The first island we visited is on the far west end of the
Hunga appears to be the old fringing reef of a volcano.
Hunga almost completely encloses a lagoon inside a sunken caldera. There is a
narrow opening between the rocks on the west side, through which boats can pass
on an incoming tide. Two mooring balls appear to be the channel markers shown on charts.
A villager we met at the church later told us that building
the road was a project led by an American who spends part of his year, every
year, at the village.
In the harbor, we saw the villagers’ traditional outrigger
|"Popao" in Tongan|
....as well as some other old salts.
As we walked through the village, we noticed many scenes
typical of Tongan life. We saw two churches.

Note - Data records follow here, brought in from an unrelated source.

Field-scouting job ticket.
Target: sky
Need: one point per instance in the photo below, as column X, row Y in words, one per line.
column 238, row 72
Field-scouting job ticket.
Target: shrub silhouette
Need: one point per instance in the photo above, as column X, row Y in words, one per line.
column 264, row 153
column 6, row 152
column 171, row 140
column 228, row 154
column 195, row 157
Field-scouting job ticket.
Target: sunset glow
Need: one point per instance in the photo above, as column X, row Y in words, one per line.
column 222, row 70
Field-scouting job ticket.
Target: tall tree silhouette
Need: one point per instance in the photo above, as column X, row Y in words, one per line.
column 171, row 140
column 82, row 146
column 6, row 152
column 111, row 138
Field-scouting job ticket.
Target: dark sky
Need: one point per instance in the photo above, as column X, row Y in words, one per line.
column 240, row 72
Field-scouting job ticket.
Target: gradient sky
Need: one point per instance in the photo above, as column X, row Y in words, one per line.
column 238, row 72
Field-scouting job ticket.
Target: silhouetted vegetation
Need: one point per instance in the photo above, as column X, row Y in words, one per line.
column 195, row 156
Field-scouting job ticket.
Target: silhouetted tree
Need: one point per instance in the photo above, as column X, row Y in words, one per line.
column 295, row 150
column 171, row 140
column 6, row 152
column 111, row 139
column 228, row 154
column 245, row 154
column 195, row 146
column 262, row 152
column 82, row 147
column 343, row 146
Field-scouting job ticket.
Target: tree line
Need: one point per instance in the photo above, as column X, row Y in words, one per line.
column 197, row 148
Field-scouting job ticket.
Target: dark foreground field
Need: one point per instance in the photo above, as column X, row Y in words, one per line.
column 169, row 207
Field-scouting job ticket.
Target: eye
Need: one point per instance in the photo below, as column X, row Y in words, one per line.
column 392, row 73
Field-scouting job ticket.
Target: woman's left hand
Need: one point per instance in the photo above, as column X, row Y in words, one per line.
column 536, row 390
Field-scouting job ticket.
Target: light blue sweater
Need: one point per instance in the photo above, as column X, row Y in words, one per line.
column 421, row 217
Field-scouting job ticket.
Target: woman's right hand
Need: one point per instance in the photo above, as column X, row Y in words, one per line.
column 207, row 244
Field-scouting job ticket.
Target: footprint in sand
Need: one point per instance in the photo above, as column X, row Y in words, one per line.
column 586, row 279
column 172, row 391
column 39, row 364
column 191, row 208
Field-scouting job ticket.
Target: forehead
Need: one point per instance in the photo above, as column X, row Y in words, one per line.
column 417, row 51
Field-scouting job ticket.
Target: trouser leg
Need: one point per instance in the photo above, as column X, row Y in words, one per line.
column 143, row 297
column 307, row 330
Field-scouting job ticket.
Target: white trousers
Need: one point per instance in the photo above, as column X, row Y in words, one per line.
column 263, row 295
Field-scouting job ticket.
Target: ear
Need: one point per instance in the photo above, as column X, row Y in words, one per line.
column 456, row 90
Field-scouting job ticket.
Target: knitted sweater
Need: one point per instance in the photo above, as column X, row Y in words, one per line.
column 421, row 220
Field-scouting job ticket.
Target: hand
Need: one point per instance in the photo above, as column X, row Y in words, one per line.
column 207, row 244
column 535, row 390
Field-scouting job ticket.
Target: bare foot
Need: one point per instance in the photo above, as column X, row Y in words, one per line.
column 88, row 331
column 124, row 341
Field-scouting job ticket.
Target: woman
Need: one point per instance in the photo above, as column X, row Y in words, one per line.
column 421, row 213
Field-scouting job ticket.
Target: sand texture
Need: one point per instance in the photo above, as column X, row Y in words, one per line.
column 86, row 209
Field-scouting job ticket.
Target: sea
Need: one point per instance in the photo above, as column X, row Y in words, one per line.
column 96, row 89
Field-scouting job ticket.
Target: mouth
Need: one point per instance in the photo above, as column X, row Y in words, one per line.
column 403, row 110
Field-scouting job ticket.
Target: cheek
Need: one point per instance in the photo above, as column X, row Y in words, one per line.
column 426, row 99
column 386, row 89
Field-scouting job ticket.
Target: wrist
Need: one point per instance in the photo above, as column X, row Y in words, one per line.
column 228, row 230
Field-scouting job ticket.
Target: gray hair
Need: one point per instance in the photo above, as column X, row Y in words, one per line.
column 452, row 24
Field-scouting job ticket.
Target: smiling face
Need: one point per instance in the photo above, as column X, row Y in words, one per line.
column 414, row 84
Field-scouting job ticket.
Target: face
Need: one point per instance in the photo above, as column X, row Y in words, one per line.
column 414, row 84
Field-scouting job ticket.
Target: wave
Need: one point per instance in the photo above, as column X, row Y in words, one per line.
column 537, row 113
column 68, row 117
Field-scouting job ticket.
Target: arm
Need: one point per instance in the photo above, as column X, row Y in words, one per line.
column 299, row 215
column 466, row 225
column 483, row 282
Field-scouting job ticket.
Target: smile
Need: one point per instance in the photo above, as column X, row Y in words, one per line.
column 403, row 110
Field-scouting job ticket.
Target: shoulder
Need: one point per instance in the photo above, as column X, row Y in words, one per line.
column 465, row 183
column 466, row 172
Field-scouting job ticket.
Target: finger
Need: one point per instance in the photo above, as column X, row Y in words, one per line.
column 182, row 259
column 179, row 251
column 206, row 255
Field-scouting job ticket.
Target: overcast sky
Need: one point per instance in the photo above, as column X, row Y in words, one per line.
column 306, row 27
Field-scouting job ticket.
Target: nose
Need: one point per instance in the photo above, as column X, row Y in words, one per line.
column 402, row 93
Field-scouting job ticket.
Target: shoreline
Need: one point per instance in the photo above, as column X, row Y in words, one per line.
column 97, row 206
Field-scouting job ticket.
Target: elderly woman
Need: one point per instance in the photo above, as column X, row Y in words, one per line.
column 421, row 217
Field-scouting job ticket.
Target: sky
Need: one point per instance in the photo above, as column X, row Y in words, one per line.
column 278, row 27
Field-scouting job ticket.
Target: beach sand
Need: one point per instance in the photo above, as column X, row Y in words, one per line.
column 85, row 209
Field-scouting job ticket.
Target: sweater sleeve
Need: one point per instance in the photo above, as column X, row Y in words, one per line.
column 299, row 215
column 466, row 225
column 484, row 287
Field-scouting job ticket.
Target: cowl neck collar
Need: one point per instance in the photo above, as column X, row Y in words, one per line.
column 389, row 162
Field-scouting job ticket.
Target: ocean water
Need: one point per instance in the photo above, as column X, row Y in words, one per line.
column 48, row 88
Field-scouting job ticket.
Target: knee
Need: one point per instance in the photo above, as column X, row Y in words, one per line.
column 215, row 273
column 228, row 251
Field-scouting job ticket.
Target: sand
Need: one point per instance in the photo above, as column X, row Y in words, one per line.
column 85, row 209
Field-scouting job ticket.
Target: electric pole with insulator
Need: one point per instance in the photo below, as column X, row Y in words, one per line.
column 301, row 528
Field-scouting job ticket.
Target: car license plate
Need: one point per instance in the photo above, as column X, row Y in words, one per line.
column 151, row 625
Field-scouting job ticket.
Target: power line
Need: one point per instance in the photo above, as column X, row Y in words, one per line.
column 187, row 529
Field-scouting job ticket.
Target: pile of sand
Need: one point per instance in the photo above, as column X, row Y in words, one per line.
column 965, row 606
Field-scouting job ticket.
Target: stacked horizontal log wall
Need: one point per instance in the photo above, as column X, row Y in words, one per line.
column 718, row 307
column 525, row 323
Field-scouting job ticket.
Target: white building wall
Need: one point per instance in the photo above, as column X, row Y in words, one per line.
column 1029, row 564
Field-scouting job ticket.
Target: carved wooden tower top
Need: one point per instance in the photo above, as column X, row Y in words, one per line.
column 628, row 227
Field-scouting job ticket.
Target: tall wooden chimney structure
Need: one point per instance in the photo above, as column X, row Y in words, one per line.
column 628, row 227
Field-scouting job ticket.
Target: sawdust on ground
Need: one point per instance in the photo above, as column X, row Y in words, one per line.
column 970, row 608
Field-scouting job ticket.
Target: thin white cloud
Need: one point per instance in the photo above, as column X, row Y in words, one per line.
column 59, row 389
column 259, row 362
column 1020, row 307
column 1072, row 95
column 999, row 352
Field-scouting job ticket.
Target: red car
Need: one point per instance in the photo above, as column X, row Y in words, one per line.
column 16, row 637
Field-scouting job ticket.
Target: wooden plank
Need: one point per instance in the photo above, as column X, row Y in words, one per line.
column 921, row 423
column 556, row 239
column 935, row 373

Both had bell towers, which we
could hear from the anchorage.
|Bell tower with church at left rear|
|A second church and bell tower|
We didn’t find the path to the cemetery but saw it from a distance.
Colorful quilts were hung by some of the (we assume more recent) graves. School was in session as we walked by, and you could see and
hear the uniformed students reciting something through the open classroom door.
|Bell in bell tower|
Rain water is stored in cisterns on Hunga, and the majority
of cisterns there were stone or cement.
Apparently, there is no universal sewage system, because we noticed
that many homes had an outhouse/pit toilet. Corrugated tin, along with stone,
wood, and plywood, was used as a building material for homes and sheds.
The pigs on Tonga are allowed to roam free. Those we saw in
the Marquesas belonged to individual families and were tethered. I don’t know
whether the pigs in Tonga are individually owned or communal (some are
clearly wild); but in any case, pigs wander through front and back yards and
forests freely. They are much cleaner and look much healthier than pigs whose
movements are restricted by being tied up. Another consequence of unrestricted
movement might be the large numbers of piglets we've seen in Tonga!
|Corrugated tin shed|
A similarity between Tonga and French Polynesia is that there
are mangoes everywhere. The crop was ripening as we arrived.
|A common village sight|
It is difficult to anchor in Hunga due to the fact that most
of the lagoon is covered with reef. We didn’t feel like we had a good set after
multiple attempts in several different locations, so we moved on after one night in this peaceful anchorage.